The film vaguely echoes L V Prasad's 1970s' tearjerker Bidaai though not in any overt way.

That the grandfather who embraces the boy's loneliness and insecurities is played by Raghuvir Yadav is a happy coincidence, and one that fills up the rather austere spaces in the film’s narrative. The small-town ambience in Bihar, the old sprawling houses with acres of greenery stretching out from here to eternity, furnish the film with a burnished exterior.

As for the interiors, don’t look too deep. Director Gitanjali Sinha seems content skimming the surface of the emotions gliding along gently as the boy finds a new beginning in his grandfather's company. Dramatic conflicts are created through some villainous elements creeping in with embarrassing inopportunity into the placid ambience. The build-up towards a kite-flying contest is negotiated with disarming naivete.
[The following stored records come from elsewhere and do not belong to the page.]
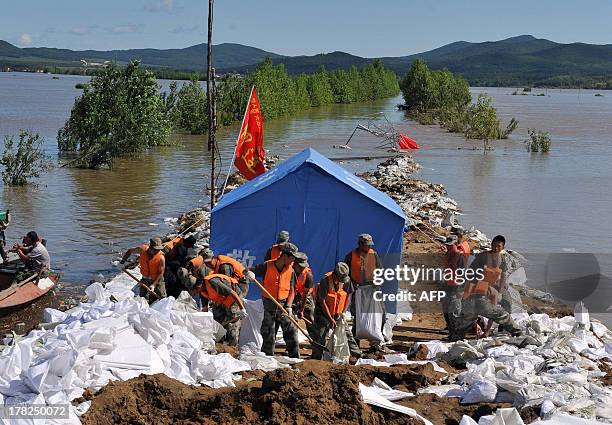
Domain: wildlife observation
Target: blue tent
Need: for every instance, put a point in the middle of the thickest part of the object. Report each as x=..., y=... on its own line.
x=324, y=208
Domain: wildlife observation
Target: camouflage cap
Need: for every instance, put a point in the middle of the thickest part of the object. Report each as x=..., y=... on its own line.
x=341, y=270
x=283, y=236
x=207, y=254
x=290, y=249
x=366, y=239
x=155, y=243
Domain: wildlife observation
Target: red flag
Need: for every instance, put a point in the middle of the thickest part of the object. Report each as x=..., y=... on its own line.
x=406, y=142
x=249, y=147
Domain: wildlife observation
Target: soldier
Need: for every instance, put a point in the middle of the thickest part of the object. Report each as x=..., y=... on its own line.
x=303, y=289
x=362, y=261
x=331, y=301
x=275, y=250
x=227, y=306
x=456, y=258
x=152, y=267
x=480, y=298
x=228, y=266
x=279, y=280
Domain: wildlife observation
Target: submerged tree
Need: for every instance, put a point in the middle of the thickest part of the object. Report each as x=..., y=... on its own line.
x=120, y=112
x=24, y=160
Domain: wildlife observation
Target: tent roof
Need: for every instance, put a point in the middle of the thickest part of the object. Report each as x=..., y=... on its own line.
x=309, y=156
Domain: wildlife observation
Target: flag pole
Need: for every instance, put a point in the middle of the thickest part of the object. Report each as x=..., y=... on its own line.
x=236, y=146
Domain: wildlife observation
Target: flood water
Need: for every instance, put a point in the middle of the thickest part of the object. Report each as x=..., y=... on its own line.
x=542, y=203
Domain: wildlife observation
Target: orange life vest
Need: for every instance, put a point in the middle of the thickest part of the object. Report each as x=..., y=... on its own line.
x=172, y=243
x=195, y=263
x=491, y=276
x=275, y=252
x=236, y=265
x=278, y=284
x=368, y=267
x=208, y=292
x=453, y=264
x=336, y=301
x=149, y=267
x=301, y=282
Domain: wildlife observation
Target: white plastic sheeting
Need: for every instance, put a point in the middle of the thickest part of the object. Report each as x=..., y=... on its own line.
x=555, y=366
x=117, y=336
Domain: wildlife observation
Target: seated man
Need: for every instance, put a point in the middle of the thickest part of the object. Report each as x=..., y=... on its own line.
x=34, y=255
x=481, y=298
x=331, y=300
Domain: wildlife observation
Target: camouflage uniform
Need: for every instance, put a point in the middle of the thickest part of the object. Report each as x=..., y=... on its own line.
x=479, y=305
x=273, y=318
x=321, y=325
x=227, y=317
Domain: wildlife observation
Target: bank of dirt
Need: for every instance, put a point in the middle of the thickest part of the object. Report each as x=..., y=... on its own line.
x=313, y=392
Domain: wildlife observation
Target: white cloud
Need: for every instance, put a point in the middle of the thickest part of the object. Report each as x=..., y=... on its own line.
x=81, y=30
x=124, y=29
x=160, y=6
x=25, y=39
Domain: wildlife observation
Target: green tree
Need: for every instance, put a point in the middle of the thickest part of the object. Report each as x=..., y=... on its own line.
x=23, y=161
x=418, y=87
x=482, y=122
x=319, y=88
x=120, y=112
x=190, y=112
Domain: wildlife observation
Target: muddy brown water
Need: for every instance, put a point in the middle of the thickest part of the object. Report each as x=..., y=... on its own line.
x=542, y=203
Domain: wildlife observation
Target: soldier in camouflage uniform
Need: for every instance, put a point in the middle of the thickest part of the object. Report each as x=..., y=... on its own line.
x=325, y=319
x=279, y=280
x=485, y=303
x=227, y=306
x=304, y=306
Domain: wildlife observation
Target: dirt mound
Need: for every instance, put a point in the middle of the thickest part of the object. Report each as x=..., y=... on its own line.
x=313, y=392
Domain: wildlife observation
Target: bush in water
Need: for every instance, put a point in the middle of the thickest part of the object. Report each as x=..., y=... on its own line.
x=539, y=141
x=120, y=112
x=23, y=161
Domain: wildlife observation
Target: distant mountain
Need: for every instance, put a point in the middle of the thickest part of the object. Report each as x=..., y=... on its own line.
x=226, y=55
x=522, y=60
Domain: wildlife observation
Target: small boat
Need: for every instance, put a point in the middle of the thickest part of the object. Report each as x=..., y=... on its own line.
x=16, y=295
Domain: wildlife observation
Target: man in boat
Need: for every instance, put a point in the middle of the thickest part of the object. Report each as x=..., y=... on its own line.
x=275, y=250
x=228, y=266
x=34, y=255
x=331, y=300
x=481, y=297
x=227, y=306
x=5, y=219
x=362, y=261
x=152, y=267
x=456, y=258
x=304, y=288
x=279, y=280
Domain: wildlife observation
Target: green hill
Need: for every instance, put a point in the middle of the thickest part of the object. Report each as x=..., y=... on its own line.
x=523, y=60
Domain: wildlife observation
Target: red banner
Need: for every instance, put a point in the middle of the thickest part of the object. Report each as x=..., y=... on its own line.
x=249, y=147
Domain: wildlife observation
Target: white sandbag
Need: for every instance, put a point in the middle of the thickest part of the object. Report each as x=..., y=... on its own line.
x=250, y=328
x=508, y=416
x=337, y=344
x=369, y=314
x=482, y=391
x=371, y=397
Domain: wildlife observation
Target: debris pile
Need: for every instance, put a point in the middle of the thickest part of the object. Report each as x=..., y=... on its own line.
x=557, y=366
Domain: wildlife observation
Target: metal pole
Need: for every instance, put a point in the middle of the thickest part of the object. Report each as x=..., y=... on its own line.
x=229, y=169
x=210, y=95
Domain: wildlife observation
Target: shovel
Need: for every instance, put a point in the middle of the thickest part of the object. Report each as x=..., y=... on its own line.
x=149, y=290
x=282, y=309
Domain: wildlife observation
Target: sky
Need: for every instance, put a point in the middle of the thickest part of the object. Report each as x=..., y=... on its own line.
x=289, y=27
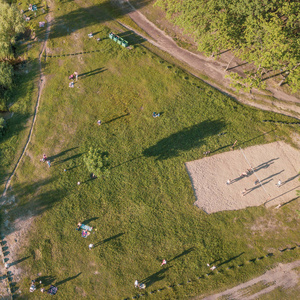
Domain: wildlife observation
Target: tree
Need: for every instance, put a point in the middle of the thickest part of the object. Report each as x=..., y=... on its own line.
x=2, y=127
x=264, y=33
x=11, y=24
x=96, y=161
x=6, y=83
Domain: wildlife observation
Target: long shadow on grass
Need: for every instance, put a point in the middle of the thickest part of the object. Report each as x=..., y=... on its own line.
x=131, y=37
x=92, y=73
x=73, y=157
x=109, y=239
x=88, y=221
x=184, y=140
x=46, y=280
x=158, y=276
x=116, y=118
x=88, y=16
x=62, y=153
x=126, y=162
x=19, y=261
x=230, y=259
x=185, y=252
x=67, y=279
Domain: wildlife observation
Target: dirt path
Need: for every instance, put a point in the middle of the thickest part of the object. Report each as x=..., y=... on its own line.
x=283, y=276
x=209, y=67
x=41, y=85
x=10, y=242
Yeh Khula Aasmaan is an old-fashioned simple and transparent tale told with a straightforwardness that challenges current filmmaking trends of irrelevant complexities.

The narration is kept simple and largely formulistic. A romance between the gawky hero and the girl next door (Anya Anand) is teased into the tale. The real hero of the film, besides the small-town ambience, is Raghuvir Yadav. He is in his element, even pitching in with a folk song somewhere down the line. While the youngsters at the helm serve their purpose Yashpal Sharma as Avinash's sophisticated tycoon-father is completely miscast.